2011年9月1日(大沢優子)

八月、NHK短歌「うた人のことば」のコーナーに、春日井建先生の映像が流れた。自作の歌について語られる、先生の柔らかい声に、ありし日の時間がいきいきと甦る気がした。

〔先ずは、中部短歌会結社誌8月号より〕

燃え尽きてなほ冷やすべし原子力(はらこつとむ)と極めゆく<Bad Romance> 長谷川と茂古

驚愕のルビ「はらこつとむ」である。ある歌会で、岡井隆がこの歌を「不謹慎と思われるかもしれないが、原発事故も一定の時間を過ぎて、表現の冒険が生れて当然」と、面白がった。もっとも、Lady GaGaの<Bad Romance>は、 想定外のようであったが。

出逢い系サイトのメールに嵌まる男孫(まご)軽き情緒障害をもつ 五十嵐喜久代

弱者を狙う犯罪はあとを絶たない。

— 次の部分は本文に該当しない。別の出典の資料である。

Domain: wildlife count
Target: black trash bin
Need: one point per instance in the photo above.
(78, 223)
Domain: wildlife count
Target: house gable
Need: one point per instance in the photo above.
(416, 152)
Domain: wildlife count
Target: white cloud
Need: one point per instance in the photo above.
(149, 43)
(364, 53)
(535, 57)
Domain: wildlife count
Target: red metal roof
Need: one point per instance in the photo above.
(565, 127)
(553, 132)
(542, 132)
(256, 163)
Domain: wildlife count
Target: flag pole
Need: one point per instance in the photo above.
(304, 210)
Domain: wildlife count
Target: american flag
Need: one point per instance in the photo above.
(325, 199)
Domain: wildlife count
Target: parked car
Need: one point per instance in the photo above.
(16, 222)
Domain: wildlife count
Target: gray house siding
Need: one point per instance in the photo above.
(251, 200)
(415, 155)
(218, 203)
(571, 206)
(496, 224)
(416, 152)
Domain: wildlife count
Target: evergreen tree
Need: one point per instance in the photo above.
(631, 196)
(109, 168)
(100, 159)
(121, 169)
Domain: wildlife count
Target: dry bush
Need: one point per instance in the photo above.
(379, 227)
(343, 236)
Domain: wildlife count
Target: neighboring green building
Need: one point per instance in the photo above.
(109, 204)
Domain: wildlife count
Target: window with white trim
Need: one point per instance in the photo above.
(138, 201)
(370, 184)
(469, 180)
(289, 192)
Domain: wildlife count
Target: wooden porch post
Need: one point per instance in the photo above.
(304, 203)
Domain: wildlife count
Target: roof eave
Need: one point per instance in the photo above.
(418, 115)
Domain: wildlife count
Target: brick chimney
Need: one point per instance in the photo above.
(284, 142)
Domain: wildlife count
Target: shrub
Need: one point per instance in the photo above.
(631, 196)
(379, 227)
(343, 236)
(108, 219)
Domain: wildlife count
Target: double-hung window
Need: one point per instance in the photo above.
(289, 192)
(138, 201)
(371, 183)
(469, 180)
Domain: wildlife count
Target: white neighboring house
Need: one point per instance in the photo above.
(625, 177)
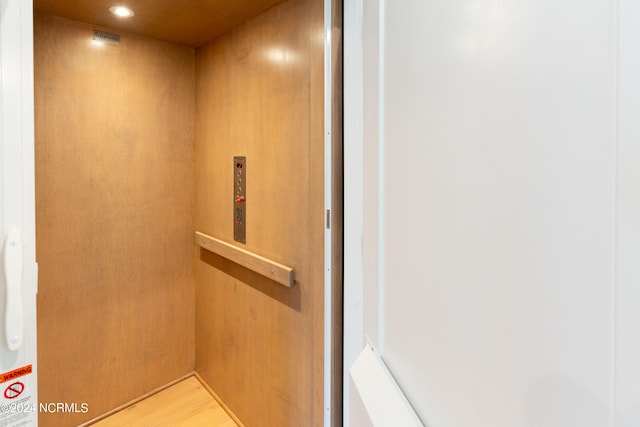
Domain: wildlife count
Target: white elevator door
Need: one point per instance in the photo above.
(18, 269)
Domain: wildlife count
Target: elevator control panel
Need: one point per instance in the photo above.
(239, 198)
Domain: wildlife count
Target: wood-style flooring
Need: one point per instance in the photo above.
(185, 404)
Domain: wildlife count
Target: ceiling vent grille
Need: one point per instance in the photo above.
(103, 36)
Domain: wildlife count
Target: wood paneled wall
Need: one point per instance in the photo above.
(115, 208)
(259, 93)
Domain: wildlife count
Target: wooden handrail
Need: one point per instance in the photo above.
(261, 265)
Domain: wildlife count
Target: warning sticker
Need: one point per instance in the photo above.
(17, 402)
(16, 373)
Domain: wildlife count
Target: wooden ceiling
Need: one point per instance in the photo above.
(185, 22)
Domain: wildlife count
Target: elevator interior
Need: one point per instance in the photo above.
(135, 149)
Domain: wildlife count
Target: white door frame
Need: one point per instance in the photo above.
(17, 195)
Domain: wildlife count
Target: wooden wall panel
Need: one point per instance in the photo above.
(115, 208)
(259, 93)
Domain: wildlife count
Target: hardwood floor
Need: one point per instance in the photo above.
(186, 404)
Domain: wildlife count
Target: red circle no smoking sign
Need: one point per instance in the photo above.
(14, 390)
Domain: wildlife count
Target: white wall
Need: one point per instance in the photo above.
(506, 288)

思いがけぬ事態の外周を、淡々と詠みながら、伝えたいことは十全に伝わる。

時々思うのだが、事件の渦中にある犯罪者自身が、発覚する以前に、歌を詠むことはないのだろうか?悪人が主人公であるのは、小説にのみ可能で、結局、作中主体と作者が接近している抒情詩には、馴染まないものなのであろう。

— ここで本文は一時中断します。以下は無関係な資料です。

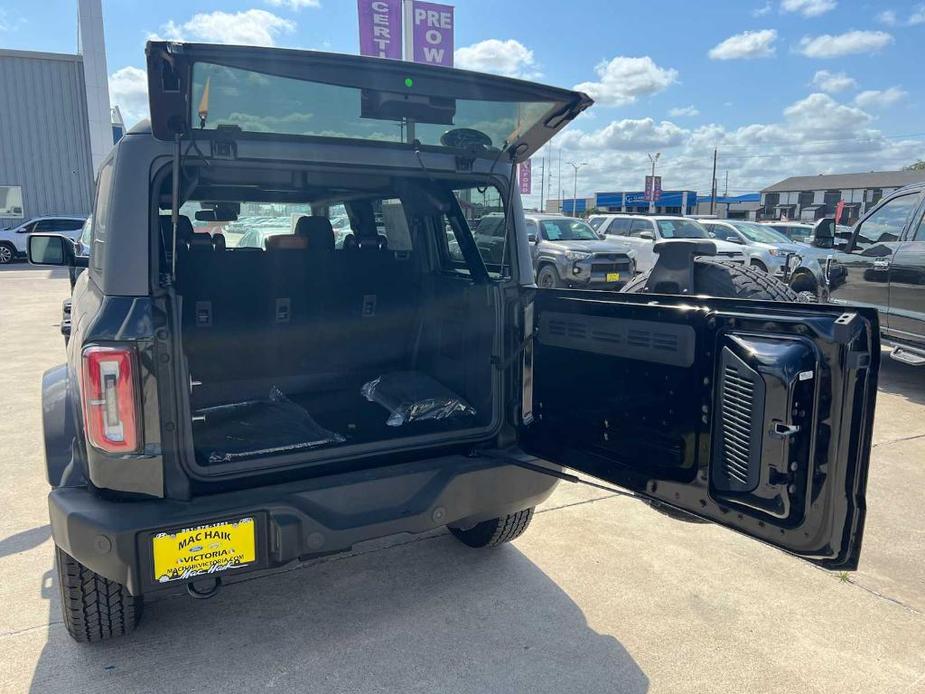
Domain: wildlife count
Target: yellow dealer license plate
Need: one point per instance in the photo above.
(206, 549)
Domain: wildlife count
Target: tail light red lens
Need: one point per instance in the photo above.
(110, 402)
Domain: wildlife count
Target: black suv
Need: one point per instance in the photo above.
(229, 409)
(880, 263)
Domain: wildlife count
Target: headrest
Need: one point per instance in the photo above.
(184, 228)
(373, 243)
(317, 231)
(199, 241)
(287, 242)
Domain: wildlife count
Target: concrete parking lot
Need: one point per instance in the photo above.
(602, 594)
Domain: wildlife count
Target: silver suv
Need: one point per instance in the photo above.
(640, 233)
(566, 252)
(766, 248)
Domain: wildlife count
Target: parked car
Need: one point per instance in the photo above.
(566, 251)
(765, 248)
(224, 412)
(641, 232)
(881, 265)
(13, 240)
(795, 231)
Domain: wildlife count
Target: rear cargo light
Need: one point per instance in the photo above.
(110, 404)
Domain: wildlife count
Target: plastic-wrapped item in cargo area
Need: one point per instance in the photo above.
(255, 428)
(412, 396)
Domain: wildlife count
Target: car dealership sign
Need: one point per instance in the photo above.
(428, 28)
(380, 28)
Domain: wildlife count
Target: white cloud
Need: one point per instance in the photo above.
(880, 98)
(684, 111)
(816, 134)
(249, 27)
(887, 17)
(128, 89)
(808, 8)
(630, 135)
(852, 42)
(833, 82)
(294, 5)
(509, 58)
(917, 17)
(747, 45)
(623, 80)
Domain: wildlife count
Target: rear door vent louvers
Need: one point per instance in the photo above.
(739, 425)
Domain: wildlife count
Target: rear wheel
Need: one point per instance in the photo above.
(724, 278)
(547, 278)
(496, 531)
(94, 608)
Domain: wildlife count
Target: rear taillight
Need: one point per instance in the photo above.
(110, 403)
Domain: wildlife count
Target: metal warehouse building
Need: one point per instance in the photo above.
(809, 198)
(55, 125)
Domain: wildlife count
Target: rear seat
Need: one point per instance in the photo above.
(298, 315)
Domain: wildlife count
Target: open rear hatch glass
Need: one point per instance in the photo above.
(258, 91)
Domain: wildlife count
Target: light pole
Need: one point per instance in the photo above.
(575, 190)
(654, 161)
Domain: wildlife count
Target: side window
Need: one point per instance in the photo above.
(489, 231)
(886, 224)
(619, 227)
(101, 216)
(394, 224)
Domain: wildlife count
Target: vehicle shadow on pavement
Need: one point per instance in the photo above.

頭の中で五珠(ごだま)、一珠はじきおり脳をせっつくローテクのゆび 中山哲也

簡単な計算でも携帯の電卓に頼るようになり、暗算能力はすっかり退化した。しかしこの歌の作者の頭には、何と懐かしい五珠の算盤が浮ぶらしい。最先端と称する技術への信頼がゆらぎつつある現在、ローこそ立派なテクノロジー、せっつき続けてほしい。

〔総合誌は「短歌研究」9月号、短歌研究新人賞受賞作、および候補作より〕

さっぱりとしたから二度とふれないで 洗剤薫るぬいぐるみの猫 馬場めぐみ

凍らせたまま捨てた古い挽肉が腐っていたかは知るすべもなく 同

受賞作三十首のうち、否定の言葉を含む歌が十五首。否定を通して、世界を感受しているようだ。そこから、洗ったり、こすったり、掃除機をかけたりと、浄化行為によって自己の居場所を取り戻そうとする意思がみえる。

その夏、沖の向こうに原発ができ、僕たちはその場所を「第2ハワイ」と名付けた。 藤沢賢二

黒板に書かれた文字を見上げれば、〝真実〟とは左右対称であることを知る。 同

三十年前、大分県の海沿いの町の少年時代、遠望する原発もハワイのような明るいリゾート風景と眺められた時代に始まり、時代の推移を、転校生真実ちゃんの転落を絡め、ストーリー性のある作品に仕立てていて、面白く読んだ。